The system suppresses the noise and reverberation incurred by automated speech and speaker recognition systems, thereby improving the intelligibility of mobile communication devices, “smart” virtual assistants, and assistive speech technologies.
A sample spectrogram

SEAMNET is a neural network–based, end-to-end, single-channel speech enhancement system that could help improve the intelligibility of mobile communication devices, “smart” virtual assistants, and assistive speech technologies. It is designed to suppress both the noise and reverberation that can significantly degrade the performance of typical automated speech and speaker recognition systems.

Problem
Speech signals are typically captured in the presence of distortions such as reverberation and/or additive noise. For human listeners, these distortions result in increased listening effort and reduced intelligibility. For automated applications, such as speech and speaker recognition, distortions decrease system performance. 

Solution
SEAMNET software reduces the effects of reverberation and noise on speech signals. It takes as input a noisy and/or reverberant speech waveform and outputs an enhanced version of the signal, processed to improve perceptual quality for human listening. SEAMNET leverages a deep neural network to predict the underlying clean speech signal from a noisy observed version. It suppresses interfering sources in the input signal via a multiplicative mask in a learned embedding space. The enhancement and autoencoder capabilities within the overall network allow the user to dynamically control the trade-off  between noise suppression and speech quality. 
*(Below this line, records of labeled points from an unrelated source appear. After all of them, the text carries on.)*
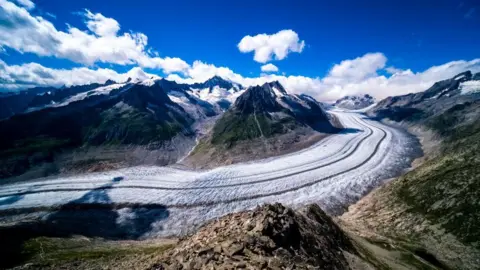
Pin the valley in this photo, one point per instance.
(334, 173)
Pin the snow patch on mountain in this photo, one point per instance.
(469, 87)
(355, 102)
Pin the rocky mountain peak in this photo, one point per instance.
(355, 102)
(271, 236)
(257, 99)
(275, 85)
(217, 81)
(110, 82)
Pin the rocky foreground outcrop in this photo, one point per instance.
(269, 237)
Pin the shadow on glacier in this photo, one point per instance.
(96, 215)
(92, 215)
(10, 200)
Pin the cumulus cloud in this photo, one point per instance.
(103, 43)
(357, 76)
(101, 25)
(269, 68)
(266, 46)
(25, 3)
(17, 77)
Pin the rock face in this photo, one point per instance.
(269, 110)
(434, 205)
(264, 121)
(432, 102)
(269, 237)
(355, 102)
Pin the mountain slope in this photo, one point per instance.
(138, 115)
(267, 237)
(355, 102)
(98, 125)
(264, 121)
(434, 205)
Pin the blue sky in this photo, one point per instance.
(411, 35)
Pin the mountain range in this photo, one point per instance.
(435, 205)
(152, 121)
(355, 102)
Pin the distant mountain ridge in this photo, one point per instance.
(265, 120)
(435, 205)
(355, 102)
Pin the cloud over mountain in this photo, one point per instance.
(103, 41)
(277, 45)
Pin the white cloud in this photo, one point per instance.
(26, 3)
(101, 25)
(16, 77)
(103, 42)
(265, 46)
(269, 68)
(33, 34)
(350, 77)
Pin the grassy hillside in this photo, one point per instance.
(437, 204)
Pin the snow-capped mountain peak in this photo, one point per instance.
(355, 102)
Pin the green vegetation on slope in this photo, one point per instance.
(125, 126)
(233, 127)
(446, 188)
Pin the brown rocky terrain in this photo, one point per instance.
(269, 237)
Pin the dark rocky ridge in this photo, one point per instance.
(355, 102)
(269, 237)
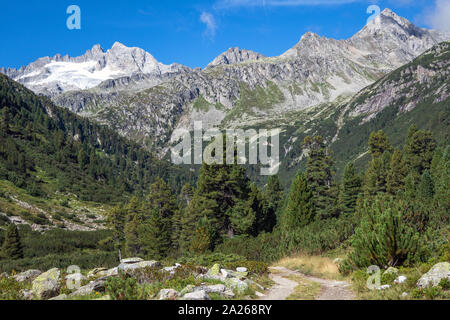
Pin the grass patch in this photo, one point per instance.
(312, 265)
(306, 289)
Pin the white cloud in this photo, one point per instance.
(279, 3)
(210, 22)
(439, 17)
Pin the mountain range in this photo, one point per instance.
(313, 88)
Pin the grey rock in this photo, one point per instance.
(168, 294)
(237, 285)
(435, 275)
(27, 294)
(137, 266)
(131, 260)
(60, 297)
(98, 285)
(28, 275)
(47, 285)
(196, 295)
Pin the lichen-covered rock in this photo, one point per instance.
(131, 260)
(27, 294)
(188, 289)
(435, 275)
(168, 294)
(27, 275)
(97, 272)
(196, 295)
(391, 270)
(215, 270)
(47, 285)
(94, 286)
(60, 297)
(237, 285)
(125, 267)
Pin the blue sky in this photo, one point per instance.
(190, 32)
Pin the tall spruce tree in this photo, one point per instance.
(397, 173)
(299, 210)
(116, 219)
(378, 144)
(418, 151)
(203, 237)
(350, 190)
(133, 220)
(155, 236)
(319, 174)
(12, 248)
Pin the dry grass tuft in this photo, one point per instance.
(312, 265)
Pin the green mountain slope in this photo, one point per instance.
(57, 168)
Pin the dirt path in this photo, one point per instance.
(331, 289)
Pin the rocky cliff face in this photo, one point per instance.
(147, 101)
(54, 75)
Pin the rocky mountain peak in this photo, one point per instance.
(235, 55)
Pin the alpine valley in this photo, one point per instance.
(86, 177)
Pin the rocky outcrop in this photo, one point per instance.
(435, 275)
(27, 275)
(47, 285)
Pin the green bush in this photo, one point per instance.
(123, 287)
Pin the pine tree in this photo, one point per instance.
(418, 151)
(203, 237)
(350, 190)
(155, 236)
(299, 210)
(116, 222)
(133, 220)
(5, 121)
(425, 188)
(385, 237)
(376, 175)
(319, 175)
(378, 144)
(12, 248)
(273, 195)
(397, 173)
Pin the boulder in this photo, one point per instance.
(131, 260)
(168, 294)
(400, 279)
(27, 294)
(391, 270)
(188, 289)
(27, 275)
(196, 295)
(97, 272)
(124, 267)
(215, 270)
(217, 288)
(98, 285)
(112, 272)
(75, 277)
(384, 287)
(47, 285)
(435, 275)
(60, 297)
(237, 285)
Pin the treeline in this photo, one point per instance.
(394, 213)
(82, 157)
(224, 204)
(23, 249)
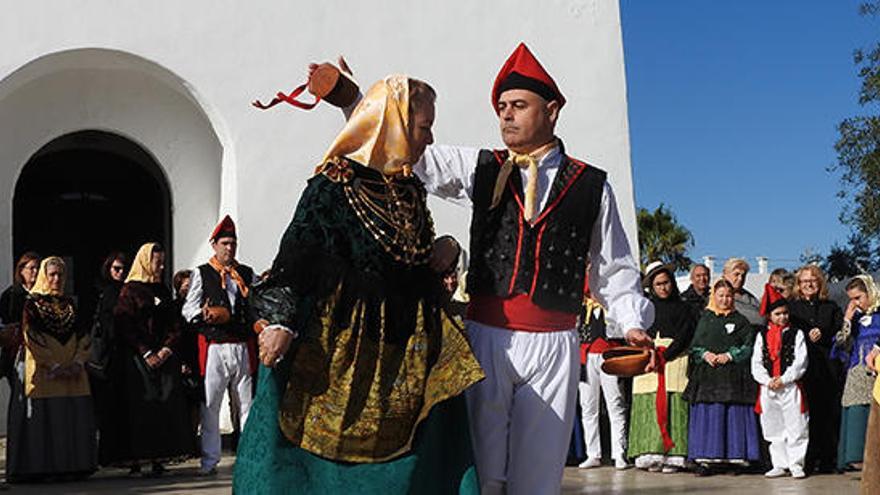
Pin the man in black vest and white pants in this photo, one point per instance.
(216, 306)
(538, 217)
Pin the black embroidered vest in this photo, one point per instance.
(238, 328)
(546, 260)
(786, 354)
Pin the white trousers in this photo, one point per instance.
(227, 367)
(521, 415)
(597, 380)
(785, 426)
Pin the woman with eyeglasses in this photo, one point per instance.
(820, 318)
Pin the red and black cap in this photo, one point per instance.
(226, 228)
(772, 299)
(523, 71)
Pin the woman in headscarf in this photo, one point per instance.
(723, 427)
(368, 399)
(853, 343)
(12, 308)
(658, 425)
(52, 423)
(156, 426)
(820, 318)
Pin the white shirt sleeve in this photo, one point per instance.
(615, 281)
(799, 366)
(448, 172)
(192, 307)
(759, 372)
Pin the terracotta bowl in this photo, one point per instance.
(333, 86)
(626, 361)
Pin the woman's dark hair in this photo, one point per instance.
(108, 264)
(26, 258)
(649, 282)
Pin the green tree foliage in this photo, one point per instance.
(662, 238)
(858, 146)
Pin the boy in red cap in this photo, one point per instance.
(779, 360)
(216, 305)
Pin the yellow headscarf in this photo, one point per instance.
(873, 293)
(41, 285)
(377, 134)
(141, 269)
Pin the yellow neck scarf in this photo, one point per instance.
(529, 162)
(41, 285)
(377, 134)
(141, 270)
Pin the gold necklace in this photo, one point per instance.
(395, 215)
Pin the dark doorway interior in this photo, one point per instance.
(84, 195)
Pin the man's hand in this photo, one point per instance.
(445, 252)
(274, 343)
(710, 357)
(153, 361)
(871, 357)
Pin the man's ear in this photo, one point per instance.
(553, 111)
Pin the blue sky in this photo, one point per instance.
(733, 108)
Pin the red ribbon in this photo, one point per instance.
(291, 99)
(661, 403)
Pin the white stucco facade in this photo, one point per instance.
(177, 78)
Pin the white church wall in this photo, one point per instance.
(220, 55)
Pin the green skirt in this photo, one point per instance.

System testing has shown SEAMNET to outperform state-of-the-art competitors, both in terms of objective speech quality metrics and subjective listening tests. During the listening tests, human subjects found the dynamic control particularly beneficial in reducing the amount of perceived disturbing artifacts in the output signal.

Benefits

  • Allows users to control the level of suppression applied during speech enhancement
  • Provides joint noise and reverberation suppression; currently used speech/speaker recognition systems dampen background noise but not reverberation that is inherent in all speech signals
  • Computational efficiency allows SEAMNET to operate even with systems limited in speed

Potential Use Cases

  • Automated speech recognition
  • Mobile communications

Additional Resources

B.J. Borgström and M.S. Brandstein, “Speech Enhancement via Attention Masking Network (SEAMNET): An End-to-End System for Joint Suppression of Noise and Reverberation,”  IEEE/ACM Transactions on Audio, Speech, and Language Processing, 29, 515−526, 2021.